The Oculus Quest will be new and self-contained. It's impressed me in every demo I've tried. Playing Beat Saber on the Quest showed me how fast and responsive the six degree of freedom controls are, and the games Oculus has demoed so far (Dead and Buried II, Beat Saber, Journey of the Gods) show promise. But the Quest is still powered by a mobile processor, it's limited to 64GB of onboard storage (or another unspecified and not yet priced higher storage tier) and Oculus will be curating the Quest store with a smaller selection of games to start (50 or more at launch). That curated approach sounds similar to what the Nintendo Switch experimented with at launch, but it will also mean that developers who want to experiment will be forced to the Rift platform instead of the Quest.

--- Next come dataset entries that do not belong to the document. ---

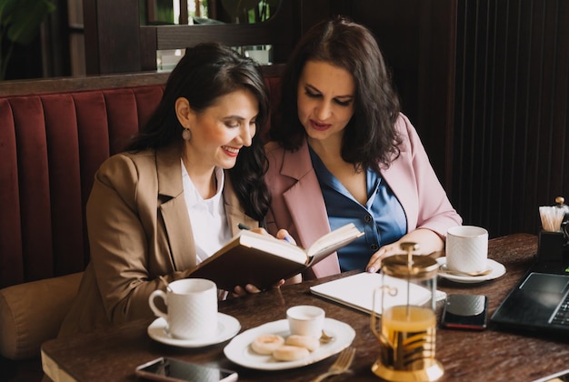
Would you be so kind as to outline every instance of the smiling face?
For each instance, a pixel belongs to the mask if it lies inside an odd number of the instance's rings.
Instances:
[[[298,81],[298,119],[309,140],[341,142],[354,116],[355,85],[345,69],[307,61]],[[340,138],[340,139],[338,139]]]
[[[259,108],[249,90],[222,96],[201,112],[193,110],[185,98],[179,98],[176,107],[182,126],[192,133],[191,139],[185,141],[185,156],[195,170],[231,168],[239,150],[251,146]]]

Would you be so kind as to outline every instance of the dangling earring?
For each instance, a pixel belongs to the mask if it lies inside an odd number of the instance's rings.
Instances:
[[[182,138],[185,141],[189,141],[190,139],[192,139],[192,132],[190,131],[189,128],[184,129],[184,131],[182,132]]]

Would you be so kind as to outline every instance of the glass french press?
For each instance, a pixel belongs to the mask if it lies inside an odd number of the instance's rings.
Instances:
[[[413,255],[415,243],[402,243],[405,255],[382,261],[381,317],[374,294],[371,314],[372,332],[380,343],[380,356],[372,371],[388,381],[434,381],[444,368],[434,357],[436,340],[436,275],[439,267],[430,256]],[[404,280],[394,286],[392,277]],[[390,286],[390,283],[392,286]],[[401,290],[406,289],[406,290]],[[404,304],[391,305],[389,297],[400,294]]]

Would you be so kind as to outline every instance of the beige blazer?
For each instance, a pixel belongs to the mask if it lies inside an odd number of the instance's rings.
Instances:
[[[179,148],[123,153],[95,175],[86,216],[91,262],[59,336],[154,315],[148,297],[157,278],[184,278],[196,265],[182,185]],[[229,176],[223,190],[232,235],[242,222],[258,226],[241,206]]]

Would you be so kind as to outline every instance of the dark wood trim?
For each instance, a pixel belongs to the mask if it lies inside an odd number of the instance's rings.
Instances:
[[[94,75],[86,77],[5,81],[0,82],[0,96],[165,84],[169,75],[169,73],[141,72],[126,75]]]
[[[265,76],[279,76],[283,74],[284,65],[260,66],[260,69]],[[0,82],[0,96],[165,84],[169,75],[169,72],[140,72],[85,77],[4,81]]]

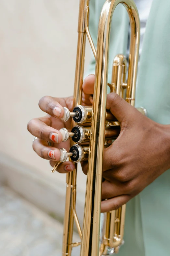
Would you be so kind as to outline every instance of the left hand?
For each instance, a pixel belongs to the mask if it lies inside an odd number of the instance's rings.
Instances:
[[[107,95],[106,108],[121,130],[104,150],[102,212],[118,209],[170,168],[170,125],[143,115],[115,93]]]

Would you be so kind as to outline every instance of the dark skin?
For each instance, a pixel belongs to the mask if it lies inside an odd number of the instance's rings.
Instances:
[[[94,82],[93,75],[84,80],[84,105],[90,106],[92,103],[90,95],[93,93]],[[64,123],[60,118],[64,114],[62,107],[72,111],[72,98],[42,98],[39,106],[48,115],[32,119],[28,124],[29,131],[40,139],[34,142],[34,150],[41,157],[50,160],[52,166],[60,158],[58,148],[69,149],[69,141],[61,142],[59,130],[63,127],[70,129],[70,120]],[[54,114],[56,106],[61,109],[58,118]],[[114,93],[107,95],[106,108],[120,122],[121,130],[114,143],[104,150],[103,176],[105,180],[102,184],[102,212],[118,209],[170,168],[170,125],[158,124],[143,115]],[[50,134],[54,132],[58,134],[58,143],[49,147],[47,142],[52,141]],[[54,150],[55,160],[52,161],[49,157],[50,150]],[[86,173],[87,163],[82,162],[82,166]],[[57,170],[66,173],[74,167],[72,162],[65,162],[59,165]]]

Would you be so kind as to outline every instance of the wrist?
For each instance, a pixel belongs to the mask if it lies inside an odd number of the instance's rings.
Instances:
[[[170,125],[162,125],[162,147],[163,149],[163,154],[164,158],[165,171],[170,169]]]

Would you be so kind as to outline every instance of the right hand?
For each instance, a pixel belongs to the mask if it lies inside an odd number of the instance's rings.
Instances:
[[[83,85],[82,105],[91,106],[92,98],[90,95],[93,94],[95,77],[90,75],[86,77]],[[33,144],[33,147],[41,157],[50,160],[52,167],[60,157],[59,149],[62,147],[68,151],[70,140],[65,142],[61,141],[62,134],[59,130],[65,127],[71,131],[71,118],[66,122],[61,118],[64,114],[64,107],[67,108],[70,111],[73,110],[73,97],[67,98],[54,98],[45,96],[42,98],[39,103],[41,109],[47,113],[45,116],[34,118],[30,120],[27,125],[29,132],[38,139]],[[49,146],[48,142],[51,143]],[[75,167],[72,162],[66,161],[62,163],[57,168],[57,171],[64,173],[73,171]]]

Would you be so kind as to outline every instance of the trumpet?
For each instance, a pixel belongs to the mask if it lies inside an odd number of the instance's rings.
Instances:
[[[117,253],[123,243],[126,205],[105,213],[103,233],[100,237],[100,220],[102,182],[103,154],[105,147],[113,143],[120,132],[120,125],[111,113],[106,110],[107,86],[134,106],[140,42],[140,24],[137,10],[133,0],[106,0],[102,9],[99,21],[97,49],[89,29],[90,0],[80,0],[78,38],[73,110],[64,108],[63,118],[72,118],[71,132],[60,130],[62,140],[70,137],[70,148],[67,152],[61,149],[60,161],[52,171],[68,157],[76,168],[67,174],[65,214],[63,238],[63,256],[71,256],[73,247],[80,245],[80,256],[103,256]],[[110,26],[113,13],[119,4],[126,9],[131,28],[130,53],[127,61],[122,54],[114,59],[112,81],[107,82]],[[92,106],[82,106],[86,36],[96,59],[95,81]],[[127,72],[127,71],[128,72]],[[145,110],[138,109],[144,114]],[[83,226],[80,227],[76,209],[77,163],[88,161]],[[73,243],[74,221],[80,242]]]

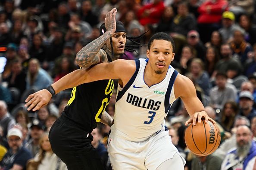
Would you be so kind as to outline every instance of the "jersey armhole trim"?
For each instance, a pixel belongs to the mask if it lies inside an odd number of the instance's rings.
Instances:
[[[172,92],[172,87],[174,85],[174,81],[177,77],[178,74],[178,72],[176,70],[175,70],[171,77],[171,79],[170,79],[170,81],[169,82],[169,84],[168,85],[168,88],[167,88],[166,94],[165,96],[165,114],[168,112],[170,107],[171,107],[171,105],[170,104],[170,96],[171,95],[171,92]]]
[[[126,84],[125,86],[124,87],[124,88],[122,90],[122,91],[120,91],[118,93],[118,94],[117,97],[116,97],[116,102],[117,102],[118,100],[122,98],[122,97],[125,94],[125,92],[128,90],[129,88],[131,85],[132,83],[134,82],[134,81],[137,76],[137,74],[138,74],[138,73],[139,72],[139,70],[140,70],[140,62],[139,60],[136,60],[135,61],[135,64],[136,65],[136,70],[135,72],[132,75],[132,76],[131,78],[131,79],[129,80],[129,82]]]

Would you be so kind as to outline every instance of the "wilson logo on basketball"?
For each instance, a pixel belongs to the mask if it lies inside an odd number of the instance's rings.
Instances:
[[[215,132],[214,131],[214,127],[212,124],[212,123],[209,122],[209,124],[210,124],[210,127],[211,128],[211,130],[209,131],[209,133],[210,133],[209,144],[213,144],[215,143],[214,141],[215,141]]]

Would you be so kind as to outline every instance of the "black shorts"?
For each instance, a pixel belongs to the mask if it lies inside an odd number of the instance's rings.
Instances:
[[[90,134],[77,127],[63,116],[58,118],[49,132],[49,139],[54,153],[69,170],[103,170],[99,154],[91,145]]]

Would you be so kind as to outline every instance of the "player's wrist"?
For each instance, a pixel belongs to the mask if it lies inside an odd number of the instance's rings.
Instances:
[[[52,95],[52,97],[53,97],[56,94],[55,90],[54,90],[53,88],[51,85],[47,87],[45,89],[47,90],[47,91],[50,92],[50,93]]]

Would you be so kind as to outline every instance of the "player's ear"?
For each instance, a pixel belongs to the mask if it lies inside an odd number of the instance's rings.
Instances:
[[[149,50],[148,49],[147,50],[147,58],[149,58]]]
[[[172,53],[172,61],[174,60],[174,55],[175,55],[175,53],[174,52]]]

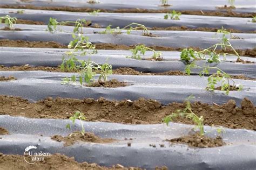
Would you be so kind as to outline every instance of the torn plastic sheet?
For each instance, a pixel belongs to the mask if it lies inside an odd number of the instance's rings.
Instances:
[[[45,72],[0,72],[0,76],[12,75],[17,80],[0,82],[0,94],[21,96],[35,102],[48,96],[83,99],[100,97],[107,100],[120,101],[138,100],[140,97],[156,100],[163,104],[177,102],[182,103],[192,95],[203,103],[219,104],[234,100],[240,105],[247,97],[256,103],[256,85],[254,81],[235,80],[237,85],[242,84],[241,91],[230,91],[228,95],[221,91],[205,90],[207,77],[199,76],[139,76],[112,75],[109,80],[117,79],[130,86],[119,88],[97,88],[79,85],[62,85],[62,80],[73,73]],[[95,79],[97,79],[96,76]],[[79,83],[77,83],[78,84]]]
[[[172,36],[167,37],[150,37],[143,36],[128,34],[84,34],[92,44],[111,43],[113,44],[132,45],[143,44],[146,46],[163,46],[172,47],[198,47],[207,48],[220,43],[220,39],[200,37]],[[0,31],[0,39],[14,40],[23,40],[36,41],[55,41],[68,45],[73,39],[72,34],[56,32],[54,34],[46,31]],[[256,39],[231,39],[230,43],[235,49],[253,49]]]
[[[89,4],[86,1],[64,1],[55,0],[29,1],[29,2],[21,2],[19,0],[2,1],[1,5],[34,5],[36,6],[70,6],[77,8],[90,8],[92,9],[118,10],[120,9],[144,9],[151,10],[163,10],[170,9],[175,10],[203,10],[203,11],[224,11],[216,9],[216,7],[227,6],[231,4],[228,1],[170,1],[170,6],[161,6],[159,1],[156,0],[101,0],[98,4]],[[236,0],[234,5],[235,9],[232,11],[236,12],[254,12],[255,10],[255,2],[253,0]]]
[[[57,67],[62,62],[63,55],[65,49],[52,48],[11,48],[2,47],[0,48],[0,65],[5,66],[21,66],[28,64],[31,66]],[[98,54],[85,56],[78,56],[79,60],[90,60],[98,64],[108,63],[112,66],[113,69],[120,67],[130,67],[140,72],[147,73],[161,73],[169,70],[184,71],[185,63],[179,61],[180,52],[161,52],[165,61],[138,60],[127,58],[131,56],[129,51],[98,50]],[[146,53],[143,58],[151,58],[152,53]],[[221,58],[222,59],[222,58]],[[219,63],[209,64],[205,61],[197,61],[199,66],[204,66],[210,65],[218,67],[228,74],[237,75],[243,74],[249,77],[256,78],[255,70],[256,64],[244,64],[233,63],[237,57],[227,56],[226,61]],[[244,60],[256,62],[256,59],[241,57]],[[199,74],[200,70],[192,69],[191,73]],[[211,70],[210,73],[215,72]]]
[[[106,166],[120,164],[146,169],[166,166],[173,169],[253,169],[256,166],[256,132],[250,130],[225,129],[223,137],[228,145],[191,148],[182,144],[170,145],[164,140],[188,134],[193,127],[192,125],[172,123],[168,127],[165,124],[132,125],[84,122],[86,131],[119,140],[105,144],[78,142],[64,147],[63,143],[52,140],[50,137],[66,136],[81,129],[78,121],[71,126],[70,130],[65,129],[68,123],[71,121],[0,116],[0,126],[10,133],[1,136],[0,152],[22,155],[26,147],[35,145],[38,151],[60,153],[74,157],[78,162],[86,161]],[[215,129],[205,126],[210,136],[217,134]],[[125,138],[133,139],[129,141],[131,147],[127,146]],[[150,146],[151,144],[156,147]],[[163,144],[165,147],[160,147],[160,144]]]
[[[188,28],[210,27],[233,29],[244,32],[254,31],[256,25],[251,18],[235,18],[183,15],[180,20],[164,19],[165,13],[99,13],[98,16],[88,13],[25,10],[23,13],[17,13],[18,10],[1,9],[0,16],[8,15],[18,19],[44,22],[48,24],[50,17],[58,22],[76,21],[77,19],[90,20],[93,25],[103,27],[111,25],[113,27],[123,28],[132,23],[143,24],[146,27],[166,27],[185,26]],[[10,12],[14,13],[10,13]]]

Two headsets with an increasingly similar design and software library suggests that, someday, there will only be a single headset. Qualcomm's reference design for mobile standalone devices that wirelessly stream to PCs could be a solution, but Oculus' Jason Rubin and Nate Mitchell didn't want to speculate on where things might head in the future.
In the current moment, it means that there are two headsets with a bit of a rift between them. The Oculus Quest will be the biggest standalone experiment Facebook has ever tried with its VR hardware, and whether or not everyone else will choose to come aboard remains to be seen.
But switching back and forth between Quest and Rift S, one thing became clear: The difference between mobile and PC felt like it was fading away. Rather than push further into higher-end VR, Oculus is converging the Rift S and Quest, and soon enough, there might not be any rift at all.
Originally published March 21.
Update, April 30: Adds new information following review of the Oculus Quest.